L’emploi du demandeur a pris fin le 9 mars 2016. M. Kenny n’a touché aucune prime annuelle pour les années 2014 et 2015 (depuis l’acquisition de l’entreprise par Fulcrum), même après avoir fait part de cette omission à son employeur avant son congédiement.

Weatherhaven a versé les 12 mois de salaire de base comme elle y était tenue d’après la clause du contrat sur le congédiement, mais aucune prime. L’entreprise a fait valoir que la clause 4.2 ne conférait aucun droit à une prime à moins que les objectifs personnels de l’employé et/ou ceux de l’entreprise soient atteints. Elle a souligné que l’« admissibilité » ne supposait pas nécessairement un « droit ». Selon elle, comme l’entreprise n’avait pas réalisé ses objectifs en 2014, 2015 et 2016, le demandeur ne pouvait réclamer de prime. Le demandeur affirmait pour sa part qu’il jouissait d’un droit clair à une prime et que la notion d’« admissibilité » se rattachait seulement au montant (représentant de 20 à 60 % de son salaire de base) et non pas à l’obligation de verser une prime.

Décision

La Cour a conclu que le demandeur possédait clairement un droit à une prime relativement à la période de préavis de 12 mois stipulée à son contrat en raison du libellé de la clause sur le congédiement. Quant aux primes relatives aux années 2014 et 2015, la Cour était d’avis que la clause 4.2, prise isolément, pouvait être interprétée aussi bien dans le sens décrit par l’entreprise que par le demandeur (à cause d’une contradiction entre l’adjectif « admissible » et la mention d’un « minimum »). Cependant, la Cour a privilégié l’interprétation du demandeur, parce qu’elle était davantage conforme aux objectifs d’efficacité commerciale et à la logique, et parce qu’elle était raisonnable et équitable compte tenu de l’ensemble des conditions prévues au contrat.

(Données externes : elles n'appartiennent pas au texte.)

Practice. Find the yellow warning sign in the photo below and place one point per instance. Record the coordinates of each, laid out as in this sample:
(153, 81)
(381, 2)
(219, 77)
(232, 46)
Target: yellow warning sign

Elle a conclu que le versement d’une prime annuelle en vertu de la clause 4.2 n’était pas discrétionnaire mais faisait plutôt partie intégrante de la rémunération du demandeur; le seul pouvoir discrétionnaire de l’entreprise défenderesse résidait dans le calcul du montant de la prime oscillant entre 20 et 60 % (paragraphe 57 de la décision).

Implications

Cette affaire permet de rappeler aux employeurs qu’ils doivent utiliser des termes clairs quand ils souhaitent instaurer un régime de primes discrétionnaire. Une offre claire de primes minimales peut être interprétée comme une obligation fixe s’il n’y a pas de modalités permettant expressément à l’employeur de décider de verser ou non une prime. Il serait judicieux pour tous les employeurs de passer en revue leur régime de primes à la lumière de cette décision et d’autres cas de jurisprudence récents où les tribunaux ont analysé les clauses contractuelles d’octroi de primes.